Un film che insiste sul corpo e la materialità, dando spazio a un amore controverso fatto di resistenze e condivisioni, un attore che affida a una prestazione olimpica il suo addio al grande schermo, un regista che è arrivato a una maturità estetica e psicologica di altissimo livello: è l’imperdibile “Il filo nascosto” di Paul Thomas Anderson, in pole position per gli Oscar.
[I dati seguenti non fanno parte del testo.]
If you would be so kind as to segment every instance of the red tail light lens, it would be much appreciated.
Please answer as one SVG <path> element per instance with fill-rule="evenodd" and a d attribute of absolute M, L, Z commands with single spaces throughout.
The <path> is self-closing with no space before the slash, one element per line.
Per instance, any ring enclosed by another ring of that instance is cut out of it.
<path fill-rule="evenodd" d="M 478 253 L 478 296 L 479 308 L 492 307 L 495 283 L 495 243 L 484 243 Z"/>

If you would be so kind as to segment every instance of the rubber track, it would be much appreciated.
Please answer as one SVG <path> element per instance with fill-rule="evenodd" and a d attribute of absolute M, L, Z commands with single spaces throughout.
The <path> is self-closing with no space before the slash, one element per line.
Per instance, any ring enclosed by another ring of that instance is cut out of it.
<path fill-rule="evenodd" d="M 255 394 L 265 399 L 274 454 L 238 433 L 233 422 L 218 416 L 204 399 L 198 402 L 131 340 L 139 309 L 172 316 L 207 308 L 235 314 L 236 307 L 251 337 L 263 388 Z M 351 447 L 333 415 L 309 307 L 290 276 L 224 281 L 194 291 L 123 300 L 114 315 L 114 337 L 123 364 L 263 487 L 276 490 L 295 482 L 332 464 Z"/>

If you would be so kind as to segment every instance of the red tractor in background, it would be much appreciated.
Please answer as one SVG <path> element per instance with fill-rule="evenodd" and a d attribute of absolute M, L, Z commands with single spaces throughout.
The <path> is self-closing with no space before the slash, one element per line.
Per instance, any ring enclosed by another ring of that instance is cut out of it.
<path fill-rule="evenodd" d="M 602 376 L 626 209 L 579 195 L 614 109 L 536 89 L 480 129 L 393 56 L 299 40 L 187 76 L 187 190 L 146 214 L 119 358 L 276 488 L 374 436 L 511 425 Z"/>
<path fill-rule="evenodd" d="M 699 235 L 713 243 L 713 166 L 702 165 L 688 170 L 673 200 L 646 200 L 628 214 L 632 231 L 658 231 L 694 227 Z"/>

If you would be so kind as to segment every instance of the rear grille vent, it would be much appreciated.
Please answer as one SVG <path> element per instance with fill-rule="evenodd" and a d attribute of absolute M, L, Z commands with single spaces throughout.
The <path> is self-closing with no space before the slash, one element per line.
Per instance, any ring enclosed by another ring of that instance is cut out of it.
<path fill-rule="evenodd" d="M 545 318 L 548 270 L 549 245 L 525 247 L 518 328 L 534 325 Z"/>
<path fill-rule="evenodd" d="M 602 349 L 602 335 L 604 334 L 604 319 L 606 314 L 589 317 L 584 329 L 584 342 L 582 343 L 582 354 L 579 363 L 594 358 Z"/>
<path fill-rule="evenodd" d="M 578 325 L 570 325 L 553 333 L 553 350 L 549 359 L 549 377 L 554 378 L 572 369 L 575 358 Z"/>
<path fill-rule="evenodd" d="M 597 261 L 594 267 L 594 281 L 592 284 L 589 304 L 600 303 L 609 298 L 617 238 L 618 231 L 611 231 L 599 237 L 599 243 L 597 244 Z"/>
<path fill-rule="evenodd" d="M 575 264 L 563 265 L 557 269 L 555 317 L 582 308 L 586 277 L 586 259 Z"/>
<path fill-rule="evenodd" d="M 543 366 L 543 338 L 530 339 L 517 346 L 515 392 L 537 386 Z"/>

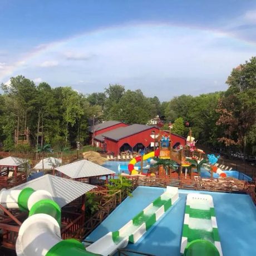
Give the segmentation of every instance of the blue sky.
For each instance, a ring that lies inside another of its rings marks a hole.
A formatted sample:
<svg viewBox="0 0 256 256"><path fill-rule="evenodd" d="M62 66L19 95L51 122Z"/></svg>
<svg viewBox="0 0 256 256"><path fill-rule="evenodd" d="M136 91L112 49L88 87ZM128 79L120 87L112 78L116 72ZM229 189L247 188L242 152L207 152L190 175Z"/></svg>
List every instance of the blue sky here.
<svg viewBox="0 0 256 256"><path fill-rule="evenodd" d="M1 0L0 13L0 82L117 83L169 100L226 90L256 55L254 1Z"/></svg>

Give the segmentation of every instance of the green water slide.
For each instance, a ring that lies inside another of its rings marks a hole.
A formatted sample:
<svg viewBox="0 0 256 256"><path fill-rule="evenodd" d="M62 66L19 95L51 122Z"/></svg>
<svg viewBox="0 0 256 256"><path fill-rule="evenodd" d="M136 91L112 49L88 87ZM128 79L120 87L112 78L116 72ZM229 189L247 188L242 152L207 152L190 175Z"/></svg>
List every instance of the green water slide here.
<svg viewBox="0 0 256 256"><path fill-rule="evenodd" d="M210 195L188 195L180 252L184 256L222 256Z"/></svg>

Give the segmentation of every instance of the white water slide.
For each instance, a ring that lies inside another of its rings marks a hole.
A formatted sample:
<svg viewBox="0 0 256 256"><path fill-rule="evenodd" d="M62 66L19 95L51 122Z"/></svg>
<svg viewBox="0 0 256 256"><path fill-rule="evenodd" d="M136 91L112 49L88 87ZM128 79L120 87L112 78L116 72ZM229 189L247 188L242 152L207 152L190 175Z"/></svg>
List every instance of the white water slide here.
<svg viewBox="0 0 256 256"><path fill-rule="evenodd" d="M86 248L86 251L103 256L114 254L117 249L135 243L173 205L179 198L178 188L166 190L118 231L109 232Z"/></svg>

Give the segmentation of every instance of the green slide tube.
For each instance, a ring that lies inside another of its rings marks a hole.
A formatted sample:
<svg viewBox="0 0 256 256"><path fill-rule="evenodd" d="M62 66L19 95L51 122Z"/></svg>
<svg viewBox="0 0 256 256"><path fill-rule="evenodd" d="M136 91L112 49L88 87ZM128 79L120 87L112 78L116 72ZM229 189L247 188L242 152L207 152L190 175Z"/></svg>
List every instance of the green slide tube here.
<svg viewBox="0 0 256 256"><path fill-rule="evenodd" d="M61 210L58 205L50 199L43 199L36 203L29 211L29 216L38 213L45 213L53 217L61 227Z"/></svg>
<svg viewBox="0 0 256 256"><path fill-rule="evenodd" d="M206 240L196 239L188 243L184 256L220 256L215 246Z"/></svg>

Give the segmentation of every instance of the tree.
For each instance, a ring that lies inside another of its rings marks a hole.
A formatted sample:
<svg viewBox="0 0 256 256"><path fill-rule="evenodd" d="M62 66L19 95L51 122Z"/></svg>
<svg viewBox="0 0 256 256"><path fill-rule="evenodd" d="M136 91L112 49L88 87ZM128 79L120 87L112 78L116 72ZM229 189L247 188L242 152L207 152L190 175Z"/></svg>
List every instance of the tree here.
<svg viewBox="0 0 256 256"><path fill-rule="evenodd" d="M184 136L184 121L182 117L179 117L174 121L171 132L180 136Z"/></svg>
<svg viewBox="0 0 256 256"><path fill-rule="evenodd" d="M175 166L176 162L170 159L164 159L159 157L153 157L153 159L156 161L156 163L154 164L153 167L163 166L165 171L165 174L168 175L170 174L170 169L176 170Z"/></svg>
<svg viewBox="0 0 256 256"><path fill-rule="evenodd" d="M126 124L146 124L150 119L150 104L140 90L128 90L116 106L118 120Z"/></svg>
<svg viewBox="0 0 256 256"><path fill-rule="evenodd" d="M67 144L67 138L69 132L68 127L73 127L81 116L83 114L83 110L81 107L80 97L76 91L71 87L63 87L62 89L63 121L65 124L65 141L66 146Z"/></svg>
<svg viewBox="0 0 256 256"><path fill-rule="evenodd" d="M45 159L45 154L47 152L51 152L51 145L50 144L45 144L43 146L39 145L37 146L36 151L38 153L42 153L42 171L45 169L43 159Z"/></svg>
<svg viewBox="0 0 256 256"><path fill-rule="evenodd" d="M105 88L105 93L107 96L104 110L104 116L106 120L118 119L119 102L124 95L125 89L120 85L109 85Z"/></svg>
<svg viewBox="0 0 256 256"><path fill-rule="evenodd" d="M230 146L242 146L245 156L248 138L256 124L256 57L234 68L227 83L229 87L220 99L216 124L223 130L219 140ZM245 157L244 160L245 160Z"/></svg>
<svg viewBox="0 0 256 256"><path fill-rule="evenodd" d="M188 113L193 100L191 95L181 95L174 97L168 104L165 115L168 120L175 120L178 117L188 120Z"/></svg>
<svg viewBox="0 0 256 256"><path fill-rule="evenodd" d="M104 109L107 96L104 92L93 92L88 96L87 99L91 106L98 105Z"/></svg>

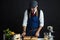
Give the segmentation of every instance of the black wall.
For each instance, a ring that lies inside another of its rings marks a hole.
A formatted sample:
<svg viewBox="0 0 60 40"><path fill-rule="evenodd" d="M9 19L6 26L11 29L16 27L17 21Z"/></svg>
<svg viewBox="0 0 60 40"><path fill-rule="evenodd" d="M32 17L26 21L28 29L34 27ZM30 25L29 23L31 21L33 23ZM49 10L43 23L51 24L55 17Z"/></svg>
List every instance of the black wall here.
<svg viewBox="0 0 60 40"><path fill-rule="evenodd" d="M29 8L31 0L2 0L0 13L0 31L10 28L16 33L22 33L22 21L25 9ZM37 0L39 9L42 9L45 17L45 26L54 27L55 39L59 35L59 1L58 0ZM2 33L1 33L2 34Z"/></svg>

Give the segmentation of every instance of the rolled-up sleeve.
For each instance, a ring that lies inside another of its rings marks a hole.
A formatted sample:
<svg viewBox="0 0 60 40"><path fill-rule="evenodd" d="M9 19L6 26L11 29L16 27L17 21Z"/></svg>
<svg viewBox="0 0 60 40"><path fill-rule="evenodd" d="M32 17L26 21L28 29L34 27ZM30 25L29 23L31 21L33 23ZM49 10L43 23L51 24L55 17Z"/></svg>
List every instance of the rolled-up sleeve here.
<svg viewBox="0 0 60 40"><path fill-rule="evenodd" d="M27 26L27 20L28 20L28 14L27 14L27 10L25 10L22 26Z"/></svg>
<svg viewBox="0 0 60 40"><path fill-rule="evenodd" d="M44 14L43 14L43 11L40 10L40 17L39 17L39 20L40 20L40 27L43 27L44 26Z"/></svg>

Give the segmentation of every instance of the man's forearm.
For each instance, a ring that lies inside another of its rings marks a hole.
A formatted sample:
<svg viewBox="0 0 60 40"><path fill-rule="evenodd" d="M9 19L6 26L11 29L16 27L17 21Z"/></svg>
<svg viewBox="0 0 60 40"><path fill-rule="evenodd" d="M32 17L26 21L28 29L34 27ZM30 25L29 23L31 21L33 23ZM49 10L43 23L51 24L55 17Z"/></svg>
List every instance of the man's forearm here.
<svg viewBox="0 0 60 40"><path fill-rule="evenodd" d="M26 32L26 26L23 26L23 32Z"/></svg>
<svg viewBox="0 0 60 40"><path fill-rule="evenodd" d="M39 33L42 30L43 27L39 27L37 32Z"/></svg>

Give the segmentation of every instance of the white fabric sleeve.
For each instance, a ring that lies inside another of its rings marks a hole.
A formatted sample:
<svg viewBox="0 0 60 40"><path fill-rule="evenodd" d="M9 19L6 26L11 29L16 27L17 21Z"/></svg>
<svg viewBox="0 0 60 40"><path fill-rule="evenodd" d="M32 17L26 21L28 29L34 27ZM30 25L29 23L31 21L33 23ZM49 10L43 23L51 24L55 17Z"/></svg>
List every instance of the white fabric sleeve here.
<svg viewBox="0 0 60 40"><path fill-rule="evenodd" d="M43 27L44 26L44 14L43 14L42 10L40 10L39 20L40 20L40 25L39 26Z"/></svg>
<svg viewBox="0 0 60 40"><path fill-rule="evenodd" d="M27 20L28 20L28 14L27 14L27 10L25 10L22 26L27 26Z"/></svg>

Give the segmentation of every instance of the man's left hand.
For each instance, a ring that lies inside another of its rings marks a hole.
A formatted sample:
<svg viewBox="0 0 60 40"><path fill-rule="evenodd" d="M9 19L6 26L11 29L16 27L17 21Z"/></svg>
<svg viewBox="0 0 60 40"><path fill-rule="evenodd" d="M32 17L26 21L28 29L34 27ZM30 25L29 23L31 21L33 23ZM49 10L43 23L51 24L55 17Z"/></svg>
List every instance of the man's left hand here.
<svg viewBox="0 0 60 40"><path fill-rule="evenodd" d="M36 32L35 36L38 37L39 36L39 32Z"/></svg>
Nella Londra degli anni ’50, il sarto Reynolds Woodcock (ispirato al couturier spagnolo Cristobal Balenciaga) è il centro della moda britannica, veste teste coronate e star del cinema, ereditiere e debuttanti, con lo stile distinto e classico di un celebre atelier. Impenitente tombeur de femmes, Woodcock incontra una giovane e non troppo elegante cameriera, Alma (Vicky Krieps), che ne diventa musa e amante, in un rapporto dialettico di reciproca dipendenza che lo porterà a chiederle di sposarlo. Il filo nascosto di una vita - meglio: fantasma, come nel titolo originale - è intessuto nella trama dei nostri abiti mentali, nelle psicologie chiare o inconsce della nostra anima, ma spesso vi è bisogno di un’altra anima (lo è Alma, anche in latino, sinonimo di nutrimento) per farlo emergere. Anderson affida - dieci anni dopo “Il petroliere” - alla grande fisicità di Daniel Day-Lewis l’espressione di un disagio interiore che trova spazio in un lavoro alienante nei tempi e nei modi, in atteggiamenti e repulsioni maniacali, come i protagonisti di “The Master” o “Magnolia”, e dove l’universo femminile è viziato dall’assenza della madre morta, parzialmente sublimata nella sorella Cyril, cerbero e complice della sua vita al punto da farsi carico di liquidare le fidanzate. Per scardinare questo equilibrio, Alma è costretta a ricorrere a un espediente che renda Woodcock insieme docile e ostinato, sottomesso e autonomo. Con più di qualche rimando a Hitchcock (quasi una “Rebecca” rovesciata nei soggetti e negli esiti) e almeno uno a Rossellini (quando Richard va a recuperarla nella folla, come in “Viaggio in Italia”), questo splendido melò va oltre la moda e la storia d’amore mostrando come la resistenza continua del corpo sull’anima possa essere vinta con un’azione altrettanto costante e maniacale com’è quella del sarto. In “Il filo nascosto” le mani misurano e cuciono, quasi che l’operosità di alcune stanze della casa possa dar soluzione al gelo esistenziale delle altre. E «liberare dalla maledizione”, come recita la frase chiave che il sarto affida a ogni vestito, cucita nelle fodere».